La gente necesita imágenes. El otro día estaba en un negocio y una señora entró a preguntar si vendían “paisajes para decorar”: se llevó un amanecer intenso que ahora debe estar colgado en su comedor, aunque su cerebro ya se acostumbró a esa mancha naranja en la pared, a dos metros de altura. El Murillo de mis abuelos estaba al lado de un espejo en el que todos se miraban: mi mamá, mis hermanos, mis primos de Buenos Aires. Se arreglaban el pelo, se fijaban si tenían algo entre los dientes. Pero nadie se paraba a ver esos chicos barrocos. En el verano, llegaba desde el patio el ruido que hacíamos en la pileta vieja de cemento que tenía como tapón una botellita de Apasmo, y los Murillo tampoco se inmutaban.
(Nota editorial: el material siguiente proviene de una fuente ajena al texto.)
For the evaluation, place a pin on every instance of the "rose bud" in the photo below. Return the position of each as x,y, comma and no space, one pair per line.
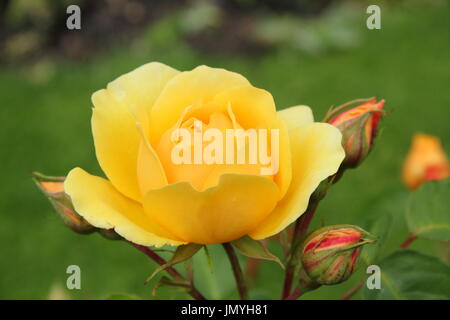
53,189
358,126
329,254
425,161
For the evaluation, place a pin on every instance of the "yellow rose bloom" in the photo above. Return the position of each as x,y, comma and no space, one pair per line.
150,200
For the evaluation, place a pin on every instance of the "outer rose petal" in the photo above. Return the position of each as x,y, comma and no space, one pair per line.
219,214
316,154
96,200
127,100
296,116
202,83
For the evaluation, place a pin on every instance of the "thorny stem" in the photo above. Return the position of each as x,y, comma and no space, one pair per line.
294,295
408,241
192,290
350,293
300,229
237,271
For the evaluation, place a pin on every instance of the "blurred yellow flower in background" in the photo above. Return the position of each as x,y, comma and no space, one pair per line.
425,161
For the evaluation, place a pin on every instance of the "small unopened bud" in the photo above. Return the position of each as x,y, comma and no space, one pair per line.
426,160
53,189
329,254
359,126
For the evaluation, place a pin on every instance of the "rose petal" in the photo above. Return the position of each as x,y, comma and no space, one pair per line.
97,201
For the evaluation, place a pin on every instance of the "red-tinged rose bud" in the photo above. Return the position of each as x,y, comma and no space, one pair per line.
359,126
329,254
53,189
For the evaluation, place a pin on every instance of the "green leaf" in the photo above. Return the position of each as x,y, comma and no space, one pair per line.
379,226
123,296
428,211
255,249
408,274
182,253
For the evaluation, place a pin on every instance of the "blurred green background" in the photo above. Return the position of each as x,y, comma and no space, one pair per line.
317,53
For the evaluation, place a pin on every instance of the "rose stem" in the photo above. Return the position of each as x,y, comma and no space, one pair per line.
408,241
301,226
252,268
350,293
174,273
237,271
294,295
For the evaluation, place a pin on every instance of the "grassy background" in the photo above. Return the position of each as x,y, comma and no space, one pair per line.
46,127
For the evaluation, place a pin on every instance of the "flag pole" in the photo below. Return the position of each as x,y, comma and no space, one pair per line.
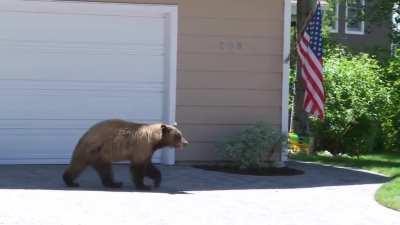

Muchos años después fui al Museo del Prado. Estaba en Madrid para pasar Año Nuevo con unos amigos. Era estudiante, tenía una beca y había llegado a España después de cruzar Francia en un colectivo de cotillón, doblado como un muñeco. En el museo me encontré con Murillo y hasta hoy creí haber visto el mismo cuadro, pero acabo de leer que los chicos y el perro viven en Munich y no salieron de ahí. No sé. Pero por ese eco de las imágenes, en esa sala del Prado vi otra vez la casa de mis abuelos que un arquitecto hizo tirar abajo hace un par de años para levantar dos casas nuevas. En una viven mi hermano con sus dos hijitos, que nunca van a saber cómo era el lugar en el que nosotros crecimos, aunque ellos también están pisando un lugar que va a desaparecer y que un día del futuro volverá en alguna cosa que miren.